Here are a list of books to encourage phonological awareness.
  • Jesse Bear, What Will you Wear? By Nancy White Carlstro
  • Silly Sally By Audrey Wood
  • Is Your Mamma a Llama? By Deborah Guarino
  • Polar Bear, Polar Bear, What Do you Hear? By Bill Martin, Jr.
  • Time for Bed By Mem Fox
  • Chicka Chicka Boom Boom By Bill Martin, Jr.
  • Sheep in a Jeep By Nancy E. Shaw
  • In The Tall, Tall Grass By Denise Fleming
  • Miss Mary Mack By Mary Ann Hoberanand Nadine Bernard Westcott
  • Good Night Moon By Margaret Wise Brown
Fun Games to Promote Phonological / Phonemic Awareness
  • Rhyming Games: Research shows that students benefit from direct instruction on rhyme recognition paired with fun activities that target this skill. Spice up memory and bingo by playing rhyming memory or rhyming bingo.
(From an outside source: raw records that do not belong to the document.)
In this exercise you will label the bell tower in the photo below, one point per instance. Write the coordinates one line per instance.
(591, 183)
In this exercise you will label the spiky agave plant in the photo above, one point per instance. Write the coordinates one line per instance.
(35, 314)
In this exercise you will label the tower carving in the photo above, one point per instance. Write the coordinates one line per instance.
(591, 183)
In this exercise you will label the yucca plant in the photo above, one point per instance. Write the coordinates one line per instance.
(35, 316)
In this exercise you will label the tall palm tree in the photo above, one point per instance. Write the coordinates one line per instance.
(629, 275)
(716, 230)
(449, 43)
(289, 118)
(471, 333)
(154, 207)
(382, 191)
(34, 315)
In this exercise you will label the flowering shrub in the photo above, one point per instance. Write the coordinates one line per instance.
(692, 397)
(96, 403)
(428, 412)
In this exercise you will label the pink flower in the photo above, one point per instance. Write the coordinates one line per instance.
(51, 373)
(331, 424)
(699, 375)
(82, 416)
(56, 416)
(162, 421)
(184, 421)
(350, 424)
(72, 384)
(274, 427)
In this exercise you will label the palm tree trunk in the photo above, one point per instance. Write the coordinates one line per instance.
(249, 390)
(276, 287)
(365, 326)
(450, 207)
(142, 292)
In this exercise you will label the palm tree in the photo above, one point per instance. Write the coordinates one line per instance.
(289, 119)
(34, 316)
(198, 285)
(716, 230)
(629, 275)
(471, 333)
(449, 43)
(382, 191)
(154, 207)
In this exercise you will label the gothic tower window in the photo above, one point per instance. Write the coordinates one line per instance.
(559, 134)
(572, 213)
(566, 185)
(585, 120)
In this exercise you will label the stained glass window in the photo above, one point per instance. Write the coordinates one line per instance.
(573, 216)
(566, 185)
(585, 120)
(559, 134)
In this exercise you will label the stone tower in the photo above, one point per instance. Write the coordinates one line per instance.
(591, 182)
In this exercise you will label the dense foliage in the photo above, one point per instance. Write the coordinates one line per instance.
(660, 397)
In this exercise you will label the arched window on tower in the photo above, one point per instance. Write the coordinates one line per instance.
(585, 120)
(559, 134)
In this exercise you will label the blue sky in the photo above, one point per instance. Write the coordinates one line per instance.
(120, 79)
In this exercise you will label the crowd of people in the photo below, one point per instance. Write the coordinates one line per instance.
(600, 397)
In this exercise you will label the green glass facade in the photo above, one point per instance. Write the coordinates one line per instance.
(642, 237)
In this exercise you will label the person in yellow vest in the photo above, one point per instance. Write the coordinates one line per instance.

  • The Listening Game: The ability to listen closely is a key ingredient of phonemic awareness. Create a quiet environment and talk about the sounds you and your child hear. The key phrase is, “Who can spot a sound with their ears?”
  • Bippity Boppity Bumble Bee:  Working with and noticing syllables within words is important, because it increases your child’s awareness of how words can be split up into smaller parts, according to their sounds. The  ultimate goal is to work on individual phonemes (vowels or consonants), but children must first learn the concept of “parts of words.” Get your child clapping out names. As they get used to the game, you can start using other words with more syllables. Start the game by saying “Bippity Boppity Bumble Bee, Will You Say Your Name For Me?”
  • In My Box: Fill a box with rhyming objects or pictures such as  box/socks, cat/hat, or chair/bear.  Have your child hold the box and choose an item. If the item is a cat, say “In my box, there’s a cat”. Have your child then come up with the appropriate  rhyming word pair.